To complement this on the bookshelf, on offer is another first-class set. Thus, our man takes: "Economic and environmental impacts of livestock production in the UK" (AC0210), at £149,830, "Review of the Marginal Abatement Cost Curves for Agriculture produced for the Committee on Climate Change" (AC0216), at £19,404, "Scoping the potential to reduce GHG emissions associated with N fertiliser applied to arable crops" (AC0221) at £80,000 and "Feasibility of Green House Gas (GHG) mitigation methods" (AC0222), for £99,239.

To build the set, he also needs, "Vulnerability of UK agriculture to extreme events" (AC0301), at £214,618, "A Research and Innovation Network Supporting Adaptation in Agriculture to Climate Change" (AC0302) for £327,360, "Climate change and biodiversity in agri-environment schemes" (AC0304) at £75,000, and "Climate change impacts on the livestock sector" (AC0307), for £199,661.

Then, to complete it, he buys: "Ecosystem services for climate change adaptation in land management" (AC0308), for £103,766, a "Scoping study on the potential impact of environmental factors associated with climate change on major UK crops" (AC0309), at a mere £29,615, a study on "Climate Change Impacts and Adaptation - a Risk Based Approach" (AC0310) for £128,333, and "Direct energy use in agriculture: opportunities for reducing fossil fuel inputs" (AC0401), at £76,789.

The price of the boxed set is £1,503,615, which brings the shopping basket up to £6,573,713. To add bit of variety, our man then buys a survey on "The role of the Arctic in global climate change" (AE1222) for £553,825 – which was actually carried out between April 1999 and March 2003, bringing the basket to £7,127,538.
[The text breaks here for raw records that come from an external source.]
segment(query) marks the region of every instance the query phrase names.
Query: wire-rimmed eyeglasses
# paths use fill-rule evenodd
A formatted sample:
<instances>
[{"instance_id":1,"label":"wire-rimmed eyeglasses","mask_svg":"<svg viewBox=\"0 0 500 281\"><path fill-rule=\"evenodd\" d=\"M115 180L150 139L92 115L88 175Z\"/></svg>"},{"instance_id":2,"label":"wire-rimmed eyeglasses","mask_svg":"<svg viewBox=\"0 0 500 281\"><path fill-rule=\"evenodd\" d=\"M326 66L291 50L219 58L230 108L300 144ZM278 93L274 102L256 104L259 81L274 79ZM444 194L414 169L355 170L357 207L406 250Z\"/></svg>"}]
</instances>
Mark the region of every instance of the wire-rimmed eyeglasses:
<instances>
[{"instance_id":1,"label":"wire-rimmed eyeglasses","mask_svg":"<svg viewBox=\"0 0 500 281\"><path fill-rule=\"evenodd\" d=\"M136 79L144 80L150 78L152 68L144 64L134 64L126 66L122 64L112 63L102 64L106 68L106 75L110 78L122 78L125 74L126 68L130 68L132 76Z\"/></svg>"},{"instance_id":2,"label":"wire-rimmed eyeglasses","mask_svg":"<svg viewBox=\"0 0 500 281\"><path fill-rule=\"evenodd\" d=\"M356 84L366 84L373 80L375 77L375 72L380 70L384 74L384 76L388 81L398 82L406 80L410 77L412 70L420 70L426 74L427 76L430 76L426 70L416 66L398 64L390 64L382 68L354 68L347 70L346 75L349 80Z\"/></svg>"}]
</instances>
Having toiled hard and diligently, our man now takes a little time out for some modelling, buying up a 1999-2004 package on "UK Pollution climate modelling" (AQ01510) for £1,224,641, a 1998-2001 package on "Pollution climate modelling" (AQ02501) for £127,549, a 2004-2009 "UK Pollution Climate Modelling" (AQ0622) package for £2,550,258 and one covering 2007-11 entitled "Modelling tropospheric ozone - phase II" (AQ0704), for a mere £1,009,291. That adds £4,911,739 to the shopping basket, bringing it to £12,039,277.

With a good day's work done, our civil servant proceeds to the checkout, enters the taxpayers' credit card details and presses the "buy" button. Gift wrapping is free and there is no charge for delivery. He is a contented man. A million quid for farting cows and much else besides should earn him a nice bonus.

Meanwhile, the taxpayer is looking at a cumulative bill of £510.6 million for climate change research so far ... and our civil servant is back at work tomorrow.